Water may not control the flow of rocks in Earth’s interior as much as researchers had thought.

Earth_s_internal_structure-SPL

Convection in the Earth’s mantle (orange ring around the yellow outer core) may not depend on water’s presence for a lubricating effect, contrary to what geophysicists have assumed.

For decades, scientists have believed that the presence of water in deep-Earth rock makes it less viscous and allows it to flow. That movement underpins all sorts of geophysical phenomena, from the jostling of tectonic plates to giant convection patterns that transfer heat within Earth’s mantle. It also helps control the planet’s cycling of carbon and other life-critical elements from the deep interior toward the surface and back.

But high-pressure experiments on crystals of olivine, a common mineral in the mantle, hint that the textbook explanation may be at least partly wrong. Hongzhan Fei, a geochemist at the University of Bayreuth in Germany, and his colleagues describe the findings today in Nature.

Many laboratory experiments have demonstrated water’s weakening effect on minerals. But most of those studies looked at multiple crystals that were oversaturated with water, says Fei. When the crystals were squeezed, water between the grains could have allowed them to slide along their boundaries rather than causing deformation inside the crystals, as would be expected with true rock flow.

To avoid this, Fei’s team probed single crystals of olivine, at temperatures and pressures similar to those 100–200 kilometres deep in the planet’s mantle. The researchers did not look directly at how water weakens rocks, but at how it affects the diffusion of silicon atoms within crystals. When olivine is squeezed, silicon is the slowest atom to move around the mineral, and its diffusion rate may control how quickly a rock flows, says Fei.

Damp squib

The experiments showed that water had a much smaller effect than expected: pumping up the water content by a factor of 1,000 in the olivine crystal increased silicon diffusion by less than a factor of 10. “I was really surprised,” says Fei.
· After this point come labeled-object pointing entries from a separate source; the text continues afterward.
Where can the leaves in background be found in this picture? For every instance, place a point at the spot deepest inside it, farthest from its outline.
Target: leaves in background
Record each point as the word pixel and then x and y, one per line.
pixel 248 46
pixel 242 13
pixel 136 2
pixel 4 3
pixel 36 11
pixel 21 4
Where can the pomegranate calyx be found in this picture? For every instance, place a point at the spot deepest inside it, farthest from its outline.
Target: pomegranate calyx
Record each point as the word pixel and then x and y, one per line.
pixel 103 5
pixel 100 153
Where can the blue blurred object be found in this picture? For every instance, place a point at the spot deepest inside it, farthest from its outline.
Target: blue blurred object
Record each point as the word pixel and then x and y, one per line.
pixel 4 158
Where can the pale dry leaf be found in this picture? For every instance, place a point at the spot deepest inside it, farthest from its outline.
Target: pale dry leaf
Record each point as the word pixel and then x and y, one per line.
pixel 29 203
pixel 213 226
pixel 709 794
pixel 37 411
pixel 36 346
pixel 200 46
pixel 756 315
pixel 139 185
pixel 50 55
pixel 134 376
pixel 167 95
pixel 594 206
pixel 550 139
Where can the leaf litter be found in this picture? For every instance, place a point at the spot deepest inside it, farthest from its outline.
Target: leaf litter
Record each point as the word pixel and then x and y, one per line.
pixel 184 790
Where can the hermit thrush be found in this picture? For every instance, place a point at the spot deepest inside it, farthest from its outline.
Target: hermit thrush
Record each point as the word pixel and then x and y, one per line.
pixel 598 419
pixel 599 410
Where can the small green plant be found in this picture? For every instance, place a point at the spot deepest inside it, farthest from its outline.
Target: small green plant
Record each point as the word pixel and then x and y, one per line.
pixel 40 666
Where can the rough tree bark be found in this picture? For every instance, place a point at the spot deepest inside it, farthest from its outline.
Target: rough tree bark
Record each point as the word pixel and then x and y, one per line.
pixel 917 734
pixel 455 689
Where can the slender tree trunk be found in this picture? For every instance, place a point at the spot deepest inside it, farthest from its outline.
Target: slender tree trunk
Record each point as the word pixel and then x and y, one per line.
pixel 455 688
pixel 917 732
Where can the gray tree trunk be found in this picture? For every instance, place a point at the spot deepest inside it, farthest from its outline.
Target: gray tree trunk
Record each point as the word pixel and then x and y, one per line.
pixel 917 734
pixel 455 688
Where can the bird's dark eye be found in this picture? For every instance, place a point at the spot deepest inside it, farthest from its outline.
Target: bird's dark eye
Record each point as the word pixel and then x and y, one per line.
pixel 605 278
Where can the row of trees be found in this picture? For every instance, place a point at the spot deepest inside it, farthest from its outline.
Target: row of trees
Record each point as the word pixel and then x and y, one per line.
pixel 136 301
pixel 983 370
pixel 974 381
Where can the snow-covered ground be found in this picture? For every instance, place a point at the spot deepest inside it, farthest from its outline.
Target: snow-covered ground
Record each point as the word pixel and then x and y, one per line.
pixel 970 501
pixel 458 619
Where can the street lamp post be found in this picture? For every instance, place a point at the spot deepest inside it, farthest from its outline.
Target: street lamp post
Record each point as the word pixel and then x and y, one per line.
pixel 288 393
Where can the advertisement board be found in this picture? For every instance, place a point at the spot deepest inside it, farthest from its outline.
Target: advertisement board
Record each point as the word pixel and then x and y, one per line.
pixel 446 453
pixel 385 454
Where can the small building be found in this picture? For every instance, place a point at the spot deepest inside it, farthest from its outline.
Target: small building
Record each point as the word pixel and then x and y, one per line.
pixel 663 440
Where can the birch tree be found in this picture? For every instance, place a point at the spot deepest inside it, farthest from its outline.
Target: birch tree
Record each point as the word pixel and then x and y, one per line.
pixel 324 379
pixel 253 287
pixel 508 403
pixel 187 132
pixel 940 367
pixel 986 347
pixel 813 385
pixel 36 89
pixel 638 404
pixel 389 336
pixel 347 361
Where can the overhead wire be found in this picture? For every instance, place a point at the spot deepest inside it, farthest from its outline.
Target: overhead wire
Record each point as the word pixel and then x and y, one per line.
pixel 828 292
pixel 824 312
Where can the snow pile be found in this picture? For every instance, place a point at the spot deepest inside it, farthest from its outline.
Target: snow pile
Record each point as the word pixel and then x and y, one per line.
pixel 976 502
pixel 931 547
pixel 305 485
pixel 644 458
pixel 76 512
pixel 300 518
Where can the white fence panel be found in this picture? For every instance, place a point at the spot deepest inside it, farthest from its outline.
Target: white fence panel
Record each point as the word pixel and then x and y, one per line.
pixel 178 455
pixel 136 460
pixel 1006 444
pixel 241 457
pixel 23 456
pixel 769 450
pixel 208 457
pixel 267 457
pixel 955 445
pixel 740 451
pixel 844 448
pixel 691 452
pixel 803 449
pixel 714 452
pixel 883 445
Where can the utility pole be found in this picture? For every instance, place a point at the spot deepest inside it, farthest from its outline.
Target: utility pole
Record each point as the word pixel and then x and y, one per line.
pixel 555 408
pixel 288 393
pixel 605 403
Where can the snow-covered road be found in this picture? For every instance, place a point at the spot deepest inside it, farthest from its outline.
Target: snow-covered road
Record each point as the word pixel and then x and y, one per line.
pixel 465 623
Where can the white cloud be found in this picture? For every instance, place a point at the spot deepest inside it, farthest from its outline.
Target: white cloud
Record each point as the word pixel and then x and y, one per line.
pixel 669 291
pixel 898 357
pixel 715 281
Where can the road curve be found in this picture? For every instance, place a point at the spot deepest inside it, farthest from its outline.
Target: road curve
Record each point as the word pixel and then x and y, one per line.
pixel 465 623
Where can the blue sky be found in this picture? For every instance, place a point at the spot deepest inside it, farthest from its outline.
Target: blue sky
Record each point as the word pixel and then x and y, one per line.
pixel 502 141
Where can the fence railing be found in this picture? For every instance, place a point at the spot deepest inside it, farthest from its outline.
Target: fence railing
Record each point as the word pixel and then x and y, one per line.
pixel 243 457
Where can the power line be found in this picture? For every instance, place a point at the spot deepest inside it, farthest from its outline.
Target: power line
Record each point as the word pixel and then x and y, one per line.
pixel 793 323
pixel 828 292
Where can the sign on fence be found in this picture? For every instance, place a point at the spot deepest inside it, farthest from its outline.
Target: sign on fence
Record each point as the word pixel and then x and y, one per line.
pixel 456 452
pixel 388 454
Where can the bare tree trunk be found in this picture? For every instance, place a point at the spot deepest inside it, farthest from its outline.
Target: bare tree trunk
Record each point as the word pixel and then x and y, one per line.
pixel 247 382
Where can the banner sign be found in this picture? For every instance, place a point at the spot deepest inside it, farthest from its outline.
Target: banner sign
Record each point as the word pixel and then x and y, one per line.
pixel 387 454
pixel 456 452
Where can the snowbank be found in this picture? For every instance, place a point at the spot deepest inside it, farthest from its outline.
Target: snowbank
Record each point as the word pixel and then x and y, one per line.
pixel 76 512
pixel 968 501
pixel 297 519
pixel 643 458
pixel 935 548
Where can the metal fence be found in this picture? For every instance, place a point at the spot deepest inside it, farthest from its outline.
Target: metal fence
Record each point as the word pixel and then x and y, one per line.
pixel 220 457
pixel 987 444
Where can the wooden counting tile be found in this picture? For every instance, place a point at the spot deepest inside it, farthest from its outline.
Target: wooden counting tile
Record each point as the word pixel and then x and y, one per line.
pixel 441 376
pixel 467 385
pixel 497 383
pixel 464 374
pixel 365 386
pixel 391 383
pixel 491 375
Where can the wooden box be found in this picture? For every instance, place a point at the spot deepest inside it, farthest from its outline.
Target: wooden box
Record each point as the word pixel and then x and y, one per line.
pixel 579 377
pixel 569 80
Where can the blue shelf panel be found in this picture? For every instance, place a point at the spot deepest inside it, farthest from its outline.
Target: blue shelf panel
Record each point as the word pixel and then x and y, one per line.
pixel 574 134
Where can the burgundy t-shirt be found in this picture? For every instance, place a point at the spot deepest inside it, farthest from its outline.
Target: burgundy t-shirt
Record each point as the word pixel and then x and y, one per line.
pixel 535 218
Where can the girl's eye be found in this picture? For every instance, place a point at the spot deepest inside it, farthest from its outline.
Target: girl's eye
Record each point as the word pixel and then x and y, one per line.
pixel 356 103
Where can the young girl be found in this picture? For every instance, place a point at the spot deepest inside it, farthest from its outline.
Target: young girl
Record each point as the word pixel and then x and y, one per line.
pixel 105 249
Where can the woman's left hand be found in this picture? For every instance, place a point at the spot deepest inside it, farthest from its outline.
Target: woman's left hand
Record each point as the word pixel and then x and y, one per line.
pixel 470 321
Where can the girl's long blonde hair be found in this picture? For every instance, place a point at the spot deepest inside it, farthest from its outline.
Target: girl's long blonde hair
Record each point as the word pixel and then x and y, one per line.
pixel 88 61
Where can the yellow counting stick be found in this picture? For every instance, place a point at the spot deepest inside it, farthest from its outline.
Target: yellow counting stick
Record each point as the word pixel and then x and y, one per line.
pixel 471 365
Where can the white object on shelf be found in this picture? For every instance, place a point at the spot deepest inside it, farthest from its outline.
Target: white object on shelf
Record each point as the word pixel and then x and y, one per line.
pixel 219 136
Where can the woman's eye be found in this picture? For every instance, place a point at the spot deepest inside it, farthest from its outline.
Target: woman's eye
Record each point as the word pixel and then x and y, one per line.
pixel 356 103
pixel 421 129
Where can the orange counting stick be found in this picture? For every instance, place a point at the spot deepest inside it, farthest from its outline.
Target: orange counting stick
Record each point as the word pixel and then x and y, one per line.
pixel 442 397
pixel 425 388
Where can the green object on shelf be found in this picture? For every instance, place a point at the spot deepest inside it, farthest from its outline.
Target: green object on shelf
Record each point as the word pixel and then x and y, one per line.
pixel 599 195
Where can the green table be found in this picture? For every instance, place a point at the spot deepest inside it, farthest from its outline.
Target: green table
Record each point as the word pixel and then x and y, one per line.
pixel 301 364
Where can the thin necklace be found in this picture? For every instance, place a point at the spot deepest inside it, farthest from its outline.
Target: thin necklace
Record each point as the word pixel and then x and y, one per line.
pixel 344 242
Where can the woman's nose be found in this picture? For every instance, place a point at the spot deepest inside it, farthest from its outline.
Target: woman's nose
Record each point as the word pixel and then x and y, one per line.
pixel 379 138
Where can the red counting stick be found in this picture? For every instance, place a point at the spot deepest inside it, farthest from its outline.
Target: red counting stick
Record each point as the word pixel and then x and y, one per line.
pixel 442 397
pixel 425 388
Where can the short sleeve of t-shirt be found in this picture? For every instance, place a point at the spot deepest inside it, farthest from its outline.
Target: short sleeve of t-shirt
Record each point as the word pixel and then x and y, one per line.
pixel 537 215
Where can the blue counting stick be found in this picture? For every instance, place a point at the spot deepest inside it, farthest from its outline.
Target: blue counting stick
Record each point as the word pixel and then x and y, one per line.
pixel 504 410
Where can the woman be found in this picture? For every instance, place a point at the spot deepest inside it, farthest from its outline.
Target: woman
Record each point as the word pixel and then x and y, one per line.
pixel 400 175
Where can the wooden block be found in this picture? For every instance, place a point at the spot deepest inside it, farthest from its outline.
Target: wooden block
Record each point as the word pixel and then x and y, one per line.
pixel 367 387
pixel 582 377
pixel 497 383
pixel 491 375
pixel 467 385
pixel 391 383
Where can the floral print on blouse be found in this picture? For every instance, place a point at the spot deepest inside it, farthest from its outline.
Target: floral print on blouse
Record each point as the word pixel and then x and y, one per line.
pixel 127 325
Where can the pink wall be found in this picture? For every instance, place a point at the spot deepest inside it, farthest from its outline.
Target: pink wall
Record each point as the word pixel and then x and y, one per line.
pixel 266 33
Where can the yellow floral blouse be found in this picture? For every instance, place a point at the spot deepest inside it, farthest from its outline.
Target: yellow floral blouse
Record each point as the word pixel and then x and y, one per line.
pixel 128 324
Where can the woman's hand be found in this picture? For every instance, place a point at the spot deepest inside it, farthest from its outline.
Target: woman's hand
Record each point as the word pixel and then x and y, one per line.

Several major geophysical ideas may need to be rewritten, the team argues. For instance, water may not the driving factor that softens the upper part of the mantle enough for tectonic plates to move around. And differences in water content may not explain how ‘hotspots’ jetting from deep in the mantle, such as that beneath Hawaii, remain immobile over time despite the movement of tectonic plates, say Fei and his colleagues.

Other deep-Earth experts are not yet convinced. Sumit Chakraborty, a petrologist at Ruhr University Bochum in Germany, supplied some of the materials used in Fei’s study, and has published papers that find that water has a big effect on the silicon diffusion rate in olivine2. He argues that the latest work has several major flaws.

For one thing, whether silicon-rich minerals contain water or not, it is not entirely clear if the diffusion rate of silicon in them actually determines how quickly rocks can creep. And unlike many types of olivine, the crystals used in the study contained no iron, even though minerals deform differently depending on iron content. The new work, Chakraborty says, makes too many far-fetched claims.

For his part, Fei is now looking at how silicon diffuses across mineral grain boundaries, to see if the behaviour is different from that in a single crystal.